At Bizo, we run a number of periodically scheduled Hive jobs produce a high level summary as just a few (often, just one) row of data. In the past, we’ve simply used the same delivery mechanism as with larger reports; the output is emailed as a CSV file to the appropriate distribution list. This was less than ideal for a number of reasons:
- Managing the distribution lists is difficult. We either needed to create a new list for each type of report, giving us a lot of lists to manage, or just send reports to a generic distribution list, resulting in a lot of unnecessary emails to people who weren’t necessarily interested in the report.
- Handling the historical context is manual; the report needs to pull in past results to include in the output or recipients of the output need to find older emails to see trends appear.
- Report delivery required an additional step in the job workflow outside of the Hive script.

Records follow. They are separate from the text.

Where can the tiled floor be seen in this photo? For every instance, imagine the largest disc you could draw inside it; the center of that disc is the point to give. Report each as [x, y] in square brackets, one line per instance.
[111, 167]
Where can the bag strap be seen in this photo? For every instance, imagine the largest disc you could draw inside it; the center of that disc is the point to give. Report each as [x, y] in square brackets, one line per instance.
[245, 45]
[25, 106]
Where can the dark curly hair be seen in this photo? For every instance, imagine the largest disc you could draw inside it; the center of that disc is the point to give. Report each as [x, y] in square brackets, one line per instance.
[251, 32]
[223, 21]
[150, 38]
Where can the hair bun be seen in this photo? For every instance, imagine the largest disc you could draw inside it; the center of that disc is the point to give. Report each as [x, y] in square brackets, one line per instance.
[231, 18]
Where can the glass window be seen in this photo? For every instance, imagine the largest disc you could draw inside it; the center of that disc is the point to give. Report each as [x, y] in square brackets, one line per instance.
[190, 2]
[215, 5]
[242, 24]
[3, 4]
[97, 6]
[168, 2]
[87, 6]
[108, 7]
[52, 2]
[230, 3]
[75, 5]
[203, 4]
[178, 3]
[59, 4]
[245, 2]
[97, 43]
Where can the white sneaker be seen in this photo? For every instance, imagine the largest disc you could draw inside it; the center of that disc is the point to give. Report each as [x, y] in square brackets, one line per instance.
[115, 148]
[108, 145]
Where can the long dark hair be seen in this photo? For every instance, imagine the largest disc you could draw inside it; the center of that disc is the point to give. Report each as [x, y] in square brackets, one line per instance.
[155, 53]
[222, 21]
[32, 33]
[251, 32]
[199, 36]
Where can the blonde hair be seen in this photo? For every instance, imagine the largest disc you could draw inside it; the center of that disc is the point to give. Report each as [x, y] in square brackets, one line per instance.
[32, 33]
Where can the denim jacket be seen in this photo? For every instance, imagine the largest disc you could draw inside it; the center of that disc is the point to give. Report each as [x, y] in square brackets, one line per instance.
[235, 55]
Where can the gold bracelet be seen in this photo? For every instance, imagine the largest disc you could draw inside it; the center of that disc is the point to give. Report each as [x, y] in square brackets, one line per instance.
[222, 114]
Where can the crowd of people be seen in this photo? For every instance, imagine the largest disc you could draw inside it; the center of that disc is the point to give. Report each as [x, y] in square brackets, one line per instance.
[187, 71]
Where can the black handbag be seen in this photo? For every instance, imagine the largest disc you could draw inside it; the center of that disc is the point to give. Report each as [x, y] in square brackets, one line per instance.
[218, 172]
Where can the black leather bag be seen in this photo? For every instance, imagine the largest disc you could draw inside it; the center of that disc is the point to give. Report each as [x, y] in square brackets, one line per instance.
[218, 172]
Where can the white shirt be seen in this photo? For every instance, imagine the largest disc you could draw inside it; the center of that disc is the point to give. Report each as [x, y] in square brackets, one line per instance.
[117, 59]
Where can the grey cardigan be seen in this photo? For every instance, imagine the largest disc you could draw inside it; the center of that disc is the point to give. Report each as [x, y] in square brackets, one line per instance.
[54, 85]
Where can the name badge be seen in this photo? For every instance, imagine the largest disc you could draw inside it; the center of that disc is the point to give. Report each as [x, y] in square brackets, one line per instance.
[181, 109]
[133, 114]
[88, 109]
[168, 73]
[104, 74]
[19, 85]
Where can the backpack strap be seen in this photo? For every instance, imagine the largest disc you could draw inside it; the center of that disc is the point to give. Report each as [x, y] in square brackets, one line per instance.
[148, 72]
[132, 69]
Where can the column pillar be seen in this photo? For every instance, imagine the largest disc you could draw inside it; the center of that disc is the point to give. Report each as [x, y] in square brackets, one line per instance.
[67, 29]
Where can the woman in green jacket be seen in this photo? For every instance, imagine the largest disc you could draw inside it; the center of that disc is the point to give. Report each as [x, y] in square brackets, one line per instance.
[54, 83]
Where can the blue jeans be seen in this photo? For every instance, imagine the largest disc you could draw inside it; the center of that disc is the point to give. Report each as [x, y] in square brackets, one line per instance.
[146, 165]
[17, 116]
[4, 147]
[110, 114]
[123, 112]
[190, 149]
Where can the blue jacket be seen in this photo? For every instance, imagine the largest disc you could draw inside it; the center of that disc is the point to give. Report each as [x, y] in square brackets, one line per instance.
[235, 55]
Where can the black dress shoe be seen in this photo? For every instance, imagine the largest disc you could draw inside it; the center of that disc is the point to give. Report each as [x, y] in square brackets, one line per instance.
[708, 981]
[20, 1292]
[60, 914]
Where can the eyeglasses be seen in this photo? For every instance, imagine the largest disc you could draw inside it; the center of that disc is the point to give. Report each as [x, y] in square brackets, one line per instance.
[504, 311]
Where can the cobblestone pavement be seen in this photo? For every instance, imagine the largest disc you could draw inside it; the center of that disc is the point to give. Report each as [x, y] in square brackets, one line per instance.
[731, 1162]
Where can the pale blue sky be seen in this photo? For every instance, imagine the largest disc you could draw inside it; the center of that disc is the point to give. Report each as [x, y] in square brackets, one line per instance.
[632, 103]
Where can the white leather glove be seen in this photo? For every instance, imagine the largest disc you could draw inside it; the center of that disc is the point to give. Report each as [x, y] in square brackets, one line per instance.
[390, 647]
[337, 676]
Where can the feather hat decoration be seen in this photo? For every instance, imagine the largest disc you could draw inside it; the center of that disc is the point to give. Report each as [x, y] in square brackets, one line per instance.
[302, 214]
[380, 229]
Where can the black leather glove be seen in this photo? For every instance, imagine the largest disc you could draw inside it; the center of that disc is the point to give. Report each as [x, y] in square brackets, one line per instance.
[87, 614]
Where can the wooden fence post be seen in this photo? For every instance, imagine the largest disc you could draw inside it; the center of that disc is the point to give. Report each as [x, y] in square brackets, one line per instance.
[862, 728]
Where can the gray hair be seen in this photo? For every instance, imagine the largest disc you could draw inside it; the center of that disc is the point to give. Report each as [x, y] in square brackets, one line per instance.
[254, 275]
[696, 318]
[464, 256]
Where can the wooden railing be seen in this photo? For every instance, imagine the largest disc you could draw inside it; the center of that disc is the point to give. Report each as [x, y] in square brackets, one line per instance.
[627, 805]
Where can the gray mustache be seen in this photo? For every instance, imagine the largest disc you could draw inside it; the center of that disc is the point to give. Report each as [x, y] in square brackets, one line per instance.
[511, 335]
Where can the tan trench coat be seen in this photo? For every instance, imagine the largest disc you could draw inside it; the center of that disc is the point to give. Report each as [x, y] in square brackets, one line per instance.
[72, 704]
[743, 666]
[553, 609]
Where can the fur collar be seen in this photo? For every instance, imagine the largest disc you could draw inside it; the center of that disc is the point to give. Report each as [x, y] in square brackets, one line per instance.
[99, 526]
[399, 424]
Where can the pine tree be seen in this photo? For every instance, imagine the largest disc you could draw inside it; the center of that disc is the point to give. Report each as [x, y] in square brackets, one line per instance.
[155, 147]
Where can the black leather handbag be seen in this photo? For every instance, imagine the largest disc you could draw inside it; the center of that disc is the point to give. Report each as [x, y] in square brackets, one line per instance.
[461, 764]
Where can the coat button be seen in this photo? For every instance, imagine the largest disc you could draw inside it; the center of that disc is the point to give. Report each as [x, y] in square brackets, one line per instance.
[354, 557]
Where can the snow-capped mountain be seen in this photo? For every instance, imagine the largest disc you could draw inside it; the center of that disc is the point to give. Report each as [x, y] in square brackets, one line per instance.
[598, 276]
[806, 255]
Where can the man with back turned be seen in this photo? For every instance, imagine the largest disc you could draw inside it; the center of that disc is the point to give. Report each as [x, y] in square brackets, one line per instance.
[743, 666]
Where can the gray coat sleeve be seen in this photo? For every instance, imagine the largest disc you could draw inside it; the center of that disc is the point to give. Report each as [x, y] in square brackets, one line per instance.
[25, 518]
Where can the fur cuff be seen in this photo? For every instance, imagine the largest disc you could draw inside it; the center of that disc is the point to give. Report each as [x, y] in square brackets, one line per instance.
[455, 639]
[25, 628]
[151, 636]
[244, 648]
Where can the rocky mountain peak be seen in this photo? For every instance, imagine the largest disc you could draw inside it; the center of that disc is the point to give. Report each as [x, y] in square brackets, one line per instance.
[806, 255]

With the GData storage handler, we now just create a Google Spreadsheet, add appropriate column headers, and do something like this in our script:
add jar gdata-storagehandler.jar ;
create external table gdata_output(
day string, cnt int, source_class string, source_method string, thrown_class string
stored by 'com.bizo.hive.gdata.GDataStorageHandler'
with serdeproperties (
"gdata.user" = "firstname.lastname@example.org",
"gdata.consumer.key" = "bizo.com",
"gdata.consumer.secret" = "...",
"gdata.spreadsheet.name" = "Daily Exception Summary",
"gdata.worksheet.name" = "My Application",
"gdata.columns.mapping" = "day,count,class,method,thrown"
This appends whatever data is written to the table to the specified spreadsheet.

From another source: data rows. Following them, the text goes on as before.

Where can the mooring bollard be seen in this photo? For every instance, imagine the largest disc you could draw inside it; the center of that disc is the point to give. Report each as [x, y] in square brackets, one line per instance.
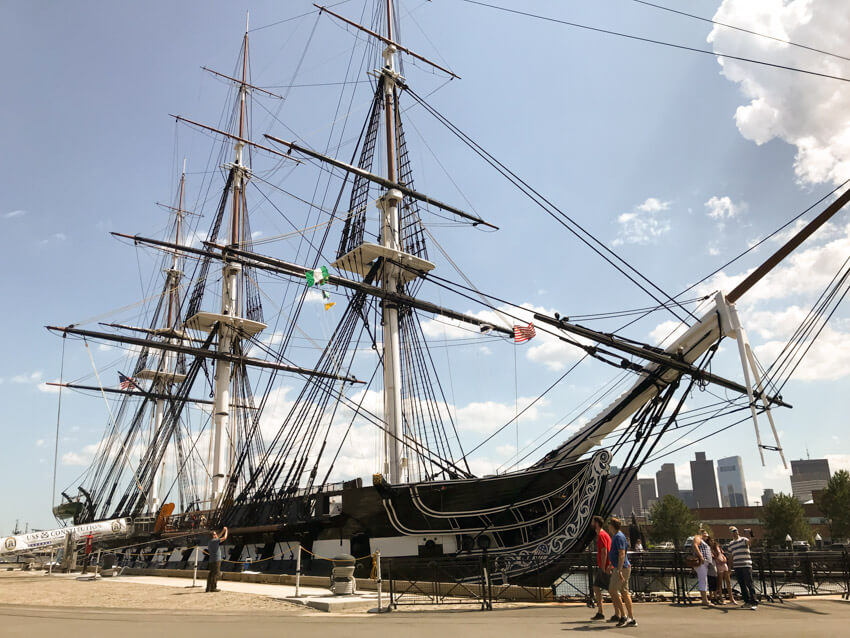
[195, 571]
[298, 572]
[378, 580]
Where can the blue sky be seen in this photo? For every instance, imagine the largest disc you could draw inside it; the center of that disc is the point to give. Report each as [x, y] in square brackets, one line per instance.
[675, 162]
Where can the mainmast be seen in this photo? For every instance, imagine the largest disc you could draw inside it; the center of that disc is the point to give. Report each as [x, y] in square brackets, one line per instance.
[229, 306]
[229, 323]
[166, 375]
[389, 204]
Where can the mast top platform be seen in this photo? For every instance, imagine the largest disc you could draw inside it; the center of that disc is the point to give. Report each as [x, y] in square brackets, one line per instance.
[359, 260]
[206, 321]
[160, 376]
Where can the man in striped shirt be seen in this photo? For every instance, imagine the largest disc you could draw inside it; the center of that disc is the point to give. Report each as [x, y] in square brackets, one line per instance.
[742, 562]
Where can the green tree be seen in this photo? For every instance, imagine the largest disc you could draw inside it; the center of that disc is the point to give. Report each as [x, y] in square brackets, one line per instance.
[835, 504]
[784, 515]
[671, 521]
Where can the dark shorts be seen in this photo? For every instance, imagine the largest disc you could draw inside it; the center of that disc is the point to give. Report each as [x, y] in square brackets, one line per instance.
[601, 580]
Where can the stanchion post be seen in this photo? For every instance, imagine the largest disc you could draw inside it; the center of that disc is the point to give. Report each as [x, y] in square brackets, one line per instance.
[392, 584]
[298, 572]
[195, 570]
[378, 582]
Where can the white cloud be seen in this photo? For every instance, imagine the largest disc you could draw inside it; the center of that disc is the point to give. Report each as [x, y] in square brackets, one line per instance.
[653, 205]
[73, 458]
[33, 377]
[838, 462]
[666, 330]
[722, 209]
[486, 416]
[50, 389]
[810, 113]
[826, 360]
[644, 224]
[805, 272]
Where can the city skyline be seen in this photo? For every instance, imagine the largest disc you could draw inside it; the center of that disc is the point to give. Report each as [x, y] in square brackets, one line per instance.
[805, 476]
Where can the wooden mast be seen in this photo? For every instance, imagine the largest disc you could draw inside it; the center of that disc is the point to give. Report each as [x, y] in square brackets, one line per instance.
[788, 247]
[389, 204]
[223, 430]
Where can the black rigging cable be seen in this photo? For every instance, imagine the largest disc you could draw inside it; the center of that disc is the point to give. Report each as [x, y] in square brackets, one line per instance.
[743, 30]
[659, 42]
[553, 211]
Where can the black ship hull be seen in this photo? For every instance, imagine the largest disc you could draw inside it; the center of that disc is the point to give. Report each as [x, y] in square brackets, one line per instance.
[522, 521]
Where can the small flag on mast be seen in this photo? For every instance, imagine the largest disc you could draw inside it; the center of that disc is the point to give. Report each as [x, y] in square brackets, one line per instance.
[126, 382]
[524, 333]
[316, 277]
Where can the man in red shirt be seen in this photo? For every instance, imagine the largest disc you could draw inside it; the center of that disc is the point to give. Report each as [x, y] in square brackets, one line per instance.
[602, 578]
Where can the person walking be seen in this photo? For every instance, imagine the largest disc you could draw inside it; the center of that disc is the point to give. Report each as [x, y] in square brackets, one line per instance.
[602, 579]
[742, 562]
[724, 578]
[621, 571]
[214, 564]
[702, 552]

The source code is available here. If you’re running your jobs on Amazon’s Elastic MapReduce, you can access the storage handler by adding the following line to your Hive script:
add jar s3://com-bizo-public/hive/storagehandler/gdata-storagehandler-0.1.jar ;
Note that the library only supports 2-legged OAuth access to Google Apps for Domains, which needs to be enabled in your Google Apps control panel.